MMW treatment alone neither affects human primary keratinocyte transcriptome (60.4 GHz-MMW at an IPD of 20 mW/cm2 for 3 h) in athermic conditions nor alters the ATP contents of exposed human neonatal cells. MMW interferes with the cellular response only with 2dG stressed keratinocytes. 2dG is a competitive inhibitor of glucose that interferes with the increase of potential cytokine-cytokine receptor interaction, interfering with cellular communication and disrupting the glucose pathway. 2dG is used to mimic the Warburg effect. In 2dG treated cells, six genes were identified to be MMW-sensitive. Although, acute MMW exposure alone had no impact on gene expression.[21] A study assessing the biological effects of 60 GHz MMW exposure on human keratinocytes demonstrated slight changes in intracellular metabolomic profiles but drastic changes in exo-metabolomic sequences. These changes suggest altered cell-membrane permeability secondary to exposure to MMW, as transcriptome analysis showed that these are not related to any alteration in gene expression.[22]
3D skin model was exposed to 28, 40 and 60 GHz in both one-layer and three-layer models, SAR was calculated, and temperature response of the human body was noted. The maximum temperature rise, which was 0.59°C at 60 GHz in the case of a three-layer model, is below the acceptable temperature limit (1°C) according to safety limit guidelines by Institute of Electrical and Electronics Engineers (IEEE) on MMW radiations.[23,24]
Effect of millimetre wave on tympanic membrane
The absorption, reflection and diffraction properties of the tissues of the outer ear and the ear canal radius affect the progress of the radiation. The power density of radiation with a frequency of 30 GHz is 0.2% in the tympanic membrane. At 90 GHz, it is 13.8%, and a temperature rise of 0.032°C was noted within the tympanic membrane, which is within the safety limit.[25] Simulations at 300 GHz have shown that 54% of the power density presented to the front of the ear penetrates the tissues of the tympanic membrane.[26] Although, the study was well conducted, the generalisability is limited because the absorption of MMW is largely affected by variations in the anatomy of the ear canals and tympanic membrane.
Effect of MMW on neural tissues
As the penetration of MMW is limited to the upper layers of the skin, it is possible that it activates nerve endings. A study done on leech nociceptors suggested the presence of some mechanism of radiation injury other than thermal. Exposure to 60 GHz MMW caused changes in the functional properties of thermosensitive primary sensory neurons, which were different from the effect of direct thermal heating. The results showed that MMW exposure reduced the threshold for activation of the AP more than thermal heating. The difference may be due to a change in perimembranous osmolarity, a possible non-thermal effect caused by MMW exposure.[27] Millimetre-wave electromagnetic radiation of 40 GHz frequency suppresses neuronal response to an electric stimulus of duramater in 5 min after first exposure in rats. This suggests that exposure reduces neuronal excitability which results in suppression of pain impulse conduction from meninges.[28] A study on PC12 cells (obtained from rat pheochromocytoma) demonstrated a slight and insignificant increase in neurite outgrowth after 60 GHz MMW exposure. Results from the control group suggested that this effect was similar to heating.[29,30] In a human study to evaluate the effects of various frequencies of MMW on hypoalgesia, MMW exposure of 42.25 GHz induced a hypoalgesic effect. A slight delay was observed in the onset of cold sensation, pain threshold, and the beginning of increasing pain. It suggests that MMW interacts with peripheral neural receptors and might influence central pain modulation. Changes in diastolic BP upon exposure to 42.25 GHz were noticed, which was suggestive of activation of BP regulating regions of the brain stem.

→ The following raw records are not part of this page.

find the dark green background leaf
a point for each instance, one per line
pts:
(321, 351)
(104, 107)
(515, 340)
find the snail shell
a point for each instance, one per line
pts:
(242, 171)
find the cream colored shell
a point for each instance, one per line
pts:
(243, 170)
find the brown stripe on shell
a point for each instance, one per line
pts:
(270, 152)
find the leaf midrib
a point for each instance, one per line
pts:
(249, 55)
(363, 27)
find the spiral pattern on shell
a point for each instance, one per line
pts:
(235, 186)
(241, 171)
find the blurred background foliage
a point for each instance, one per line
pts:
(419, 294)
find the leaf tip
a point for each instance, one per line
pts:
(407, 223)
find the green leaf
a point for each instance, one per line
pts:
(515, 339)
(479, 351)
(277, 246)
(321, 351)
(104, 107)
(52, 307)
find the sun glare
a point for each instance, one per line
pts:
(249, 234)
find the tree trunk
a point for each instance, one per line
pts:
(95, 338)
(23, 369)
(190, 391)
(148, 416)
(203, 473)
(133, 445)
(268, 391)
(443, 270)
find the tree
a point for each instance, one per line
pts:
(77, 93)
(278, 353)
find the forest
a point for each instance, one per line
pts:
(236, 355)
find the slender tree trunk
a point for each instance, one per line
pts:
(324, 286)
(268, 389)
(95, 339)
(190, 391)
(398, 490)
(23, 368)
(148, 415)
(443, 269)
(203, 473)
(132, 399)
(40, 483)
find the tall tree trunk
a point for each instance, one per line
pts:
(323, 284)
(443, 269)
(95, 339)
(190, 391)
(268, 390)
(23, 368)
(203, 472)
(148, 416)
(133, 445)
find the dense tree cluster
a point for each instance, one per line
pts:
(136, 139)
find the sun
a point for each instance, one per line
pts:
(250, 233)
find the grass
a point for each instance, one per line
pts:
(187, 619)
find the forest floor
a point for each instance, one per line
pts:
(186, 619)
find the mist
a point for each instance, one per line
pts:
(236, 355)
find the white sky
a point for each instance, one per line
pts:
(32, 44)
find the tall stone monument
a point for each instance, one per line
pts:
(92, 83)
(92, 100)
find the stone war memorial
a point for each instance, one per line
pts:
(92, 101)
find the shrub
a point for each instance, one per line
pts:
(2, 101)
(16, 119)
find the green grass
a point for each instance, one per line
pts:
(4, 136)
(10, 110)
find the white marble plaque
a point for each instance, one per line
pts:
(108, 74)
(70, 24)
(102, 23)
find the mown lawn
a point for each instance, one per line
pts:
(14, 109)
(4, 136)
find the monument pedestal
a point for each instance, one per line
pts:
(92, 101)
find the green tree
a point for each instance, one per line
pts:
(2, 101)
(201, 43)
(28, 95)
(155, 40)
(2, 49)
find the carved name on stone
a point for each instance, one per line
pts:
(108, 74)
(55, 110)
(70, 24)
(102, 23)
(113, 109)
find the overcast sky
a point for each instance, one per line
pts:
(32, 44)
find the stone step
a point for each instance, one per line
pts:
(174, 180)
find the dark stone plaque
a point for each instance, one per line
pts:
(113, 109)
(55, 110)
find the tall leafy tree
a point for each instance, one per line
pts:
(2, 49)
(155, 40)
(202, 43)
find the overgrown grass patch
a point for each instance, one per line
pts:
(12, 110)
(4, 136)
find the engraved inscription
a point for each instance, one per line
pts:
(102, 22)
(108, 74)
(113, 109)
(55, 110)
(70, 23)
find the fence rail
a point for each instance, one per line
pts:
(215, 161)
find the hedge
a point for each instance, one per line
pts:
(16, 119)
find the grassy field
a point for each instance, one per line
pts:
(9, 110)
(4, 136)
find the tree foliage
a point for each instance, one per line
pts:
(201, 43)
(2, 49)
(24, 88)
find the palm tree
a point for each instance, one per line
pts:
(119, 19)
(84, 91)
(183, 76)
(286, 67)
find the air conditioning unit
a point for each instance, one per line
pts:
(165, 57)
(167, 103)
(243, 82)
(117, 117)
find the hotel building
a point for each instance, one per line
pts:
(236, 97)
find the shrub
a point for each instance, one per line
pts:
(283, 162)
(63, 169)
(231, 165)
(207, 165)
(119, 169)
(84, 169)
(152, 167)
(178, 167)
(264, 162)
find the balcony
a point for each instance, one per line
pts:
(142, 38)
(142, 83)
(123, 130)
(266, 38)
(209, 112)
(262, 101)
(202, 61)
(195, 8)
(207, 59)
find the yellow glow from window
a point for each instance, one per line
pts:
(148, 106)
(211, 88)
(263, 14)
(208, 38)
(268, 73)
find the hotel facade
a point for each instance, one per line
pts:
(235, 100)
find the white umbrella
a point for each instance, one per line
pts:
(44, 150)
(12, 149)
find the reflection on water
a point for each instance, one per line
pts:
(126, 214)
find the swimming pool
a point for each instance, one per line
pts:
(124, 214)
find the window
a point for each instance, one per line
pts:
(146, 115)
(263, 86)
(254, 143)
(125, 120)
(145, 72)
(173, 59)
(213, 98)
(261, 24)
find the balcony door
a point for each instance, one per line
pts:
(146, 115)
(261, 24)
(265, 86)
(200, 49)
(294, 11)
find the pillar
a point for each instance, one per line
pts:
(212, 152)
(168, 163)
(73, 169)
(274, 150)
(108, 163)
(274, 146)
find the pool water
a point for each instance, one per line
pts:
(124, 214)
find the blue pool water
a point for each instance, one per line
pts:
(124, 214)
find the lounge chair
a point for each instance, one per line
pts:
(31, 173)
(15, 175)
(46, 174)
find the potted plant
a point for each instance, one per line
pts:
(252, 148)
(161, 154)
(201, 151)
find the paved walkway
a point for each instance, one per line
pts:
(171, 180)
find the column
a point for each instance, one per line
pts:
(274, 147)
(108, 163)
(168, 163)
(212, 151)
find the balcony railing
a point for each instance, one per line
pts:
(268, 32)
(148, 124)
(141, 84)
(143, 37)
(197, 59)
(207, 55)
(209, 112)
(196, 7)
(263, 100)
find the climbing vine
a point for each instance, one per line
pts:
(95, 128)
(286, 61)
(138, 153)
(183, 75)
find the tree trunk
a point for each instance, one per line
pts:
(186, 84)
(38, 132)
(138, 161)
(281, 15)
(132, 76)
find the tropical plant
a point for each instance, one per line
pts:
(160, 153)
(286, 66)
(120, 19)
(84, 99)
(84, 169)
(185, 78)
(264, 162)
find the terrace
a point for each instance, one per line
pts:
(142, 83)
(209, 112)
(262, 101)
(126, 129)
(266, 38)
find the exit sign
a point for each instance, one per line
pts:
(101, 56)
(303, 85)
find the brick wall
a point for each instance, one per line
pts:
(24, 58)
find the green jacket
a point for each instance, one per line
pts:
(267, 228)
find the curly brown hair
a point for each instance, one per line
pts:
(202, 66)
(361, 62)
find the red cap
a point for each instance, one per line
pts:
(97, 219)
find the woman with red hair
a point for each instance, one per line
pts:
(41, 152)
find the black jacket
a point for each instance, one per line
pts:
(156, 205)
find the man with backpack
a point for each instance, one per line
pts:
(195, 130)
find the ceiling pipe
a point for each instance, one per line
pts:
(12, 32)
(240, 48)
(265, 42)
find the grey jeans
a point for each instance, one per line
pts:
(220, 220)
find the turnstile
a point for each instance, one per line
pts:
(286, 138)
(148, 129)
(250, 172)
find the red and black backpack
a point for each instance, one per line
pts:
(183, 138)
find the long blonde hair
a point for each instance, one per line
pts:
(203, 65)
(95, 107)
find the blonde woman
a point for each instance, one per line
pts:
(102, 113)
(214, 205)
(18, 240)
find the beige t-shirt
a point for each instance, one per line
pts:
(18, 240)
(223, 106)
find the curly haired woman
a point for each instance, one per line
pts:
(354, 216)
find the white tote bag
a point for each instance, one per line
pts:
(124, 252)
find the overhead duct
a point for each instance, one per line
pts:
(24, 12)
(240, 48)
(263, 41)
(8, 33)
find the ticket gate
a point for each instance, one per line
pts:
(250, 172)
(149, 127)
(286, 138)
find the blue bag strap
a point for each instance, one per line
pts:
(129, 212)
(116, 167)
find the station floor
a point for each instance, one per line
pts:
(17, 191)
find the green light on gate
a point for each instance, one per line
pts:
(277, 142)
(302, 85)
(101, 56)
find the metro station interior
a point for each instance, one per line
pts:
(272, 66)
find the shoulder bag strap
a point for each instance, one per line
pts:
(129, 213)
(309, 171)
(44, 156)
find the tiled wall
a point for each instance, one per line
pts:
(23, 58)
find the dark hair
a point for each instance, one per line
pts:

However, the hypoalgesic effect was not significantly different from the placebo effect.[31]
Ocular effects of millimetre wave
A study by Foster etal. reported peak temperature increases in the cornea from short exposures up to 10 s.[32] Another study on rabbit eyes concluded that ocular damage differs by the frequency and duration of MMW exposure but is unrelated to eye surface temperature. Forty GHz was found to be more damaging than 75 and 95 GHz. The corneal disorders were primarily due to the cellular death of corneal epithelium induced by MMW exposure and caused corneal oedema and opacity, although cured within 1–2 days after injury. Damage to the corneal epithelium is less likely to occur in human eyes as humans blink eyes more frequently than rabbits.[33]
Millimetre wave and tumour
After exposure to 130 GHz MMW, pathological reactions reflected by the hepatic biochemical indices accompanied by the development of dystrophic and microcirculatory alterations in the liver tissue were observed. However, the experimental mice did not develop macroscopic malignant tumours or microscopic morphological changes in the tissues of the brain, GIT, and lymph nodes.[34] In an in-vitro study, exposure to 58.4 GHz frequency waves induced apoptosis in malignant melanoma cells.[35]
Effect on cells of the immune system
Response of neutrophils was enhanced for zymosan and E. coli when blood was exposed to MMW radiation of 32.9–39.6 GHz, 100 W/m2 for 15 min, whereas red blood cell and platelets remained unaffected. Suspensions of isolated neutrophils in plasma showed a similar response as neutrophils in the blood.[36] Data from the control group suggest that response resulted from blood heating. Before adding E. coli and Zymosan, most of the neutrophils were inactivated in both control and irradiated samples. The percentage of highly activated neutrophils was six times higher in the irradiated samples compared to the control sample after adding E. coli and Zymosan.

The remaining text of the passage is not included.